Styphelia acuminata is a species of flowering plant in the heath family Ericaceae and is endemic to the Northern Territory. It is a compact, erect shrub with narrowly elliptic or lance-shaped leaves and small groups of white or cream-coloured flowers.

==Description==
Styphelia acuminata is a compact, erect or rounded shrub that typically grows to a height of 0.5–2 m with soft hairs and prominent leaf scars on the branchlets. Its leaves are sessile, narrowly elliptic or lance-shaped, 5–17 mm long and 1–2.5 mm wide with a sharply-pointed tip. The flowers are arranged in pairs or three on a peduncle 0.5–1 mm long with an egg-shaped bract about 0.5 mm long and bracteoles 1.3–1.5 mm long at the base. The sepals are egg-shaped, 2.2–2.5 mm long and the petals are white or cream-coloured, joined at the base to form a tube about 1 mm long with hairs inside, the lobes 1.8–2.3 mm long. Flowering occurs from September to March and the fruit is a more or less spherical drupe 3.0–3.8 mm long.

==Taxonomy and naming==
This species was first formally described in 1810 by Robert Brown who gave it the name Leucopogon acuminatus in his Prodromus Florae Novae Hollandiae.
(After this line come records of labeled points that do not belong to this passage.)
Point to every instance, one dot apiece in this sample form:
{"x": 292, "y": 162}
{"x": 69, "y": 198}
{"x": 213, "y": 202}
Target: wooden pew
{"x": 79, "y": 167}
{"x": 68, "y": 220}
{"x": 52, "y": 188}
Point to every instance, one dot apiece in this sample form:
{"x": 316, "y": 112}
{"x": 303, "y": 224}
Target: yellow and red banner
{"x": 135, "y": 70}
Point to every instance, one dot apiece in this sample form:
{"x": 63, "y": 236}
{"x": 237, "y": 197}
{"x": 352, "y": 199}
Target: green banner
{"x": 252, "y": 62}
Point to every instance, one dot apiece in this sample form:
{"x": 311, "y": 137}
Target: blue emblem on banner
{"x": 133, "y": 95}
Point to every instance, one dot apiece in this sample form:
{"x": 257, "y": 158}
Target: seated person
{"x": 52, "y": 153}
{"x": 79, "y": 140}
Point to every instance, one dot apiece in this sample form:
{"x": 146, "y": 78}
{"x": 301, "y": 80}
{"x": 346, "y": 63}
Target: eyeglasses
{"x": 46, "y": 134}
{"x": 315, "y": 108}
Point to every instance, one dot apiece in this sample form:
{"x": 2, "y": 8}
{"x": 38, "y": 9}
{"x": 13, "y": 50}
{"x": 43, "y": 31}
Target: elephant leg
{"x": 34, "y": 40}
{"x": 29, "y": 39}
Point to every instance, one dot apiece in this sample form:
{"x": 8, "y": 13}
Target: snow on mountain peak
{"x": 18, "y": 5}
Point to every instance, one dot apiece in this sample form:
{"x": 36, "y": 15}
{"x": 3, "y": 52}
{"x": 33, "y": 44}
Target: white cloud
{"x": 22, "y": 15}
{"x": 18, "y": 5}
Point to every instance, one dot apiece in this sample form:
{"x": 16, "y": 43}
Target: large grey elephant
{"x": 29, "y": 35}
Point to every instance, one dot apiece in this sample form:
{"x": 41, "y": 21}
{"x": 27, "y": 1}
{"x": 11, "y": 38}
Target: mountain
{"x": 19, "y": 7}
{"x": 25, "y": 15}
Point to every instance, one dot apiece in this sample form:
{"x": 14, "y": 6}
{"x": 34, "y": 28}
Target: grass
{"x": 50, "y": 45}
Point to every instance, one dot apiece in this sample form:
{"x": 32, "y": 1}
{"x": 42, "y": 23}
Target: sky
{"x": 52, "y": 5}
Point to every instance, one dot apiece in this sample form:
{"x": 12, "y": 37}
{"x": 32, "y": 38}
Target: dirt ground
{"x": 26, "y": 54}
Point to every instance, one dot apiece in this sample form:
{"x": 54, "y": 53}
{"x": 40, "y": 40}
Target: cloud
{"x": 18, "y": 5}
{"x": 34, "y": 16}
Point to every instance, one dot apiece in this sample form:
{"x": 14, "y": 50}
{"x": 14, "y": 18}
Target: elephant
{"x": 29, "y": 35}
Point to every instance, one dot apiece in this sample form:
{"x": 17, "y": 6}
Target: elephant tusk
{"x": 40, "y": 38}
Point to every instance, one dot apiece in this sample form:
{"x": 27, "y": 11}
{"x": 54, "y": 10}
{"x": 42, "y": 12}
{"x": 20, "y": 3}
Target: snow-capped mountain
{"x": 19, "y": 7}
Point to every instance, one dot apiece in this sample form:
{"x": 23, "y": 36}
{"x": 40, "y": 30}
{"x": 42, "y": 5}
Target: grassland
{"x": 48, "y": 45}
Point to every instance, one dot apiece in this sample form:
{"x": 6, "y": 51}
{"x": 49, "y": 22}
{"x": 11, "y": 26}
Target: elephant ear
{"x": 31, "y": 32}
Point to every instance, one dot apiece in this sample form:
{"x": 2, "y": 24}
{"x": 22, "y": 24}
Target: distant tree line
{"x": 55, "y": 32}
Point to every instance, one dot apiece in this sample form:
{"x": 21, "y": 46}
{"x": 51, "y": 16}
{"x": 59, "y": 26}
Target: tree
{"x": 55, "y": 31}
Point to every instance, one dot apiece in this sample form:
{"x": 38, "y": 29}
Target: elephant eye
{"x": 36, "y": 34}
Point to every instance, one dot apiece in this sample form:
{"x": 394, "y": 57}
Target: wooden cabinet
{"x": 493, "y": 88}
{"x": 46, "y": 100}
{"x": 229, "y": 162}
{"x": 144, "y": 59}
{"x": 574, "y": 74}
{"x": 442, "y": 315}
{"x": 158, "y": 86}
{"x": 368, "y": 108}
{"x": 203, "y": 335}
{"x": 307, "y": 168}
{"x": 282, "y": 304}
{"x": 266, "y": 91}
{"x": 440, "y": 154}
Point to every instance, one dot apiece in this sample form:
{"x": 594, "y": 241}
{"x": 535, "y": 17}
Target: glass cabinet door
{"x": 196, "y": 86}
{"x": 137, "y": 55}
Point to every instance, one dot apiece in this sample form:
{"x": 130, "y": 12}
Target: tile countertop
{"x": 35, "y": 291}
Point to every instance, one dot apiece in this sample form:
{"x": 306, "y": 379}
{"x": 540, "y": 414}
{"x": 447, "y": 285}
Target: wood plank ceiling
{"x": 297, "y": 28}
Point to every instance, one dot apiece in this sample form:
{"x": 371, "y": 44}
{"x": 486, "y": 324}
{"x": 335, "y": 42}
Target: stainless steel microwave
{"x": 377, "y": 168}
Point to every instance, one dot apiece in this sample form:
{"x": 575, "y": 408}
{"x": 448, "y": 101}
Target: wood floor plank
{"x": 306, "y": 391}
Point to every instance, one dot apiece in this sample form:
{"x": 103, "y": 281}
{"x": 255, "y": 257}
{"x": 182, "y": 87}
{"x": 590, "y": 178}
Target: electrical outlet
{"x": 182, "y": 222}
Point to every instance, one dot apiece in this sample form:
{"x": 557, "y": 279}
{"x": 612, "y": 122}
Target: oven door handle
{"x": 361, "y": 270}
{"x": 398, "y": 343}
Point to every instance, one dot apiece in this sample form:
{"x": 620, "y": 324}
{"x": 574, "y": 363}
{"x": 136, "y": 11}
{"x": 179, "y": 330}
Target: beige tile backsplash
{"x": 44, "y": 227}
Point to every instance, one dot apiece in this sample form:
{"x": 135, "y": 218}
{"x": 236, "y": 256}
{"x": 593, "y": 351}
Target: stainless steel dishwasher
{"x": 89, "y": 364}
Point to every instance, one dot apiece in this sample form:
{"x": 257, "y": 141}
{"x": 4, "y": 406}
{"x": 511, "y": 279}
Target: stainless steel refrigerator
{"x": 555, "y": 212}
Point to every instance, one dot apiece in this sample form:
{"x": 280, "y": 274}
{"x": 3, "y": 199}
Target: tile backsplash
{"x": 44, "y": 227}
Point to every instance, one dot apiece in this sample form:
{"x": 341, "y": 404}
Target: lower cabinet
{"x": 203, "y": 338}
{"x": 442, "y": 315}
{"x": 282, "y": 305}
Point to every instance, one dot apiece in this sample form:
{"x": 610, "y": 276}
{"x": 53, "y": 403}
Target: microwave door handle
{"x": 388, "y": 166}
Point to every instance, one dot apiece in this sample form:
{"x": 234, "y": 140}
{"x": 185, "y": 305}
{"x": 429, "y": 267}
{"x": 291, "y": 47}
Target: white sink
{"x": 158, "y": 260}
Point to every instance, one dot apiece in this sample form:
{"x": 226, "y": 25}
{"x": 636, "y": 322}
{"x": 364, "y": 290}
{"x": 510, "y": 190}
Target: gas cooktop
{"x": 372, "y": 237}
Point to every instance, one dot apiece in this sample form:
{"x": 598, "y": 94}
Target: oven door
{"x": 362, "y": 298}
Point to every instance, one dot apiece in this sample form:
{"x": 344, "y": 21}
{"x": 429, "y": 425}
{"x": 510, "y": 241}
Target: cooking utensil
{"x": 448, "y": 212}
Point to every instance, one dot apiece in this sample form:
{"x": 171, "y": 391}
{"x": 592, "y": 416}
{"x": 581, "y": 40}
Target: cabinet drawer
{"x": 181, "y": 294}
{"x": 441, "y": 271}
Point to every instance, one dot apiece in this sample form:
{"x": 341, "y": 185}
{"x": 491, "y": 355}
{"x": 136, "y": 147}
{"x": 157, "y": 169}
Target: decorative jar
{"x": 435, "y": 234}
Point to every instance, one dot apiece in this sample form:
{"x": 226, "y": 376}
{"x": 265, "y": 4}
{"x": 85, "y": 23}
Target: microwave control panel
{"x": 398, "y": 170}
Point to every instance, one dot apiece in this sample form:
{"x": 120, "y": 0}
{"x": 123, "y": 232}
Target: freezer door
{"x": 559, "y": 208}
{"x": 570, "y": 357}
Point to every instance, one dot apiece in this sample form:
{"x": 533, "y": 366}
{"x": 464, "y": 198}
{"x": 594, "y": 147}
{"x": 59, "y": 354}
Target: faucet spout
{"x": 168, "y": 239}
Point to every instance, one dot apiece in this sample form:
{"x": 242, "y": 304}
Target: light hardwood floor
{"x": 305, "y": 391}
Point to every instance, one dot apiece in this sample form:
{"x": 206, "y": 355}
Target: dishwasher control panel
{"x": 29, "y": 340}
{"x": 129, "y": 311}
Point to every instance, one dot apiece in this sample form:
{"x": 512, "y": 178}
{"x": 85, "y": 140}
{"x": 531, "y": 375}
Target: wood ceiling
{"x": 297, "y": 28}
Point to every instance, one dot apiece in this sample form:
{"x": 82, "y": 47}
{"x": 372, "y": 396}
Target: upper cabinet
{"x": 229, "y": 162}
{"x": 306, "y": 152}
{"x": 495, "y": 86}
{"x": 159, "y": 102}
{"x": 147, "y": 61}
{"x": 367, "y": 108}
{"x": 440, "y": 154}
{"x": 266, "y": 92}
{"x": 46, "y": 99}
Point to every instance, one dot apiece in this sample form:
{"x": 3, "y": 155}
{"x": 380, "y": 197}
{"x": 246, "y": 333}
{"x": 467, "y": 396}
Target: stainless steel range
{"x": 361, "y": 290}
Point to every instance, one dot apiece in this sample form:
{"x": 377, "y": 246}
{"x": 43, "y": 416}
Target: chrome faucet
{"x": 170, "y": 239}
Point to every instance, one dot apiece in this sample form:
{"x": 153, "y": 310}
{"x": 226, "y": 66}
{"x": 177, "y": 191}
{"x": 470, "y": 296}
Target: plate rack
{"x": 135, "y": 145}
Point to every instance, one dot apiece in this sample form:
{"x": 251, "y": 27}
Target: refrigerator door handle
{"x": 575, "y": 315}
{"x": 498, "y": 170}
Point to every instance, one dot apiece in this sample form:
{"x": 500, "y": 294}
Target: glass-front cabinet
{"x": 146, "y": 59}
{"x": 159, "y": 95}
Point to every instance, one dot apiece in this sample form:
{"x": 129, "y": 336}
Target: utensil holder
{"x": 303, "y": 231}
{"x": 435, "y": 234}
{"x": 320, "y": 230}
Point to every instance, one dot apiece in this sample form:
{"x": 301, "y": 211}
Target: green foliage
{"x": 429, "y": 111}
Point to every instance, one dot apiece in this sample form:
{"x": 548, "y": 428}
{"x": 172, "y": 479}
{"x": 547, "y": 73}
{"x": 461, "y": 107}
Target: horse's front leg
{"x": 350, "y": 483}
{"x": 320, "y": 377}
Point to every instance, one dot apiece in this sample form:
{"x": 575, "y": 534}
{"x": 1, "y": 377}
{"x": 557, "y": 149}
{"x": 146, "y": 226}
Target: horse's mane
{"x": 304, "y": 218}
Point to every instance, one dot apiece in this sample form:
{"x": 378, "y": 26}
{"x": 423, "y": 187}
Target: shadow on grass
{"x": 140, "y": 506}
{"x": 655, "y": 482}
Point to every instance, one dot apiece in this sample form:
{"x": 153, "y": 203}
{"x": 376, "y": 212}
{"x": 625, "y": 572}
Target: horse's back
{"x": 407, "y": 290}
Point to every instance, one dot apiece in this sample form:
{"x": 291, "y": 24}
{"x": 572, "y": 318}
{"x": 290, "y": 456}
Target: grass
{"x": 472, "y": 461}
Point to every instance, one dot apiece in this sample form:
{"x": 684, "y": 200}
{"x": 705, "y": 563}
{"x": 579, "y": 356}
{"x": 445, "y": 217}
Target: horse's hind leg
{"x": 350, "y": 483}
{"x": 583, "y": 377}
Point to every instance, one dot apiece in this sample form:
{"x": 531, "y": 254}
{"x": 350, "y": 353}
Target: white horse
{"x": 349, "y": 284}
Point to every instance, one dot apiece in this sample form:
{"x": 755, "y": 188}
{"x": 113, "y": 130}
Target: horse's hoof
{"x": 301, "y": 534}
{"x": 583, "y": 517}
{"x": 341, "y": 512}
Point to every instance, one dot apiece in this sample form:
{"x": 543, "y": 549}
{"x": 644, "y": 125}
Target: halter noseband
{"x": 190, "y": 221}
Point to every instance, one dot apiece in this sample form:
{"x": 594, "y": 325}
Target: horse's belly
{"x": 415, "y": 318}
In 1824, Kurt Polycarp Joachim Sprengel transferred the species to Styphelia as S. acuminata in Systema Vegetabilium. The specific epithet (acuminata) means "pointed".

==Distribution and habitat==
Styphelia acuminata mainly grows in heath and woodland in the Top End of the Northern Territory from Bathurst and Melville Islands to the Gulf of Carpentaria and as far south as Katherine.